New York Judge in Aereo Lawsuit Won't Crown Winner (Not Yet, Anyhow)
Aereo and TV broadcasters are also asked whether they want to pause the fight at the trial level pending a Supreme Court ruling.
On Monday, U.S. District Judge Alison Nathan decided it was not wise to get ahead of the U.S. Supreme Court by issuing a summary judgment in the Aereo case.
She is, of course, the same judge who first denied TV broadcasters a preliminary injunction against Aereo, the digital upstart that uses an array of small antennas to stream over-the-air television signals to subscribers. After a stop at the 2nd Circuit Court of Appeals, a review of her ruling has made it all the way to the U.S. Supreme Court.
The trip to the high court happened unusually quickly by judiciary standards. So fast, in fact, that it barely outpaced production on a season's worth of Mad Men episodes. And so expeditious that Judge Nathan hadn't gotten a chance to address summary judgment motions filed last summer in the case.
As the parties fight at the appellate level, after all, they continue to wage war with each other at the trial level too. And last May, Aereo looked to score the big win by telling Judge Nathan that the plaintiffs' claims were "foreclosed" by various 2nd Circuit rulings as well as the Supreme Court’s ruling in Sony.

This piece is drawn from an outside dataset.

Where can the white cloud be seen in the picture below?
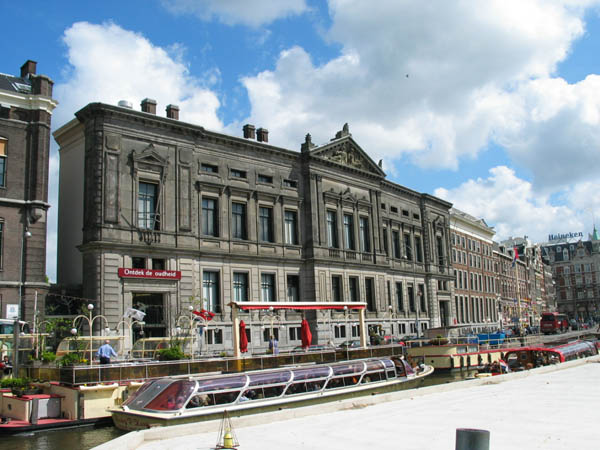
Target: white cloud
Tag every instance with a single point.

The broadcasters too looked for a knockout punch with a trial only determining how many millions of dollars -- or billions -- that Aereo should pay in damages.
"Having reviewed the parties' pending summary judgment motions, the Court concludes that it would not be an efficient use of resources to resolve these motions at this time," writes Judge Nathan.
The judge notes that discovery isn't yet over, although it is scheduled to finish on February 3.
She adds, "Moreover, the Supreme Court's grant of certiorari suggests that the law governing the issues raised by these motions may be explained or clarified in ways that materially affect the outcome of this matter."
Judge Nathan concludes a terse two-page ruling denying summary judgment with a less-than-subtle directive to the parties to brief her on whether the case -- including discovery -- should be suspended pending the decision by the Supreme Court. Hint, hint?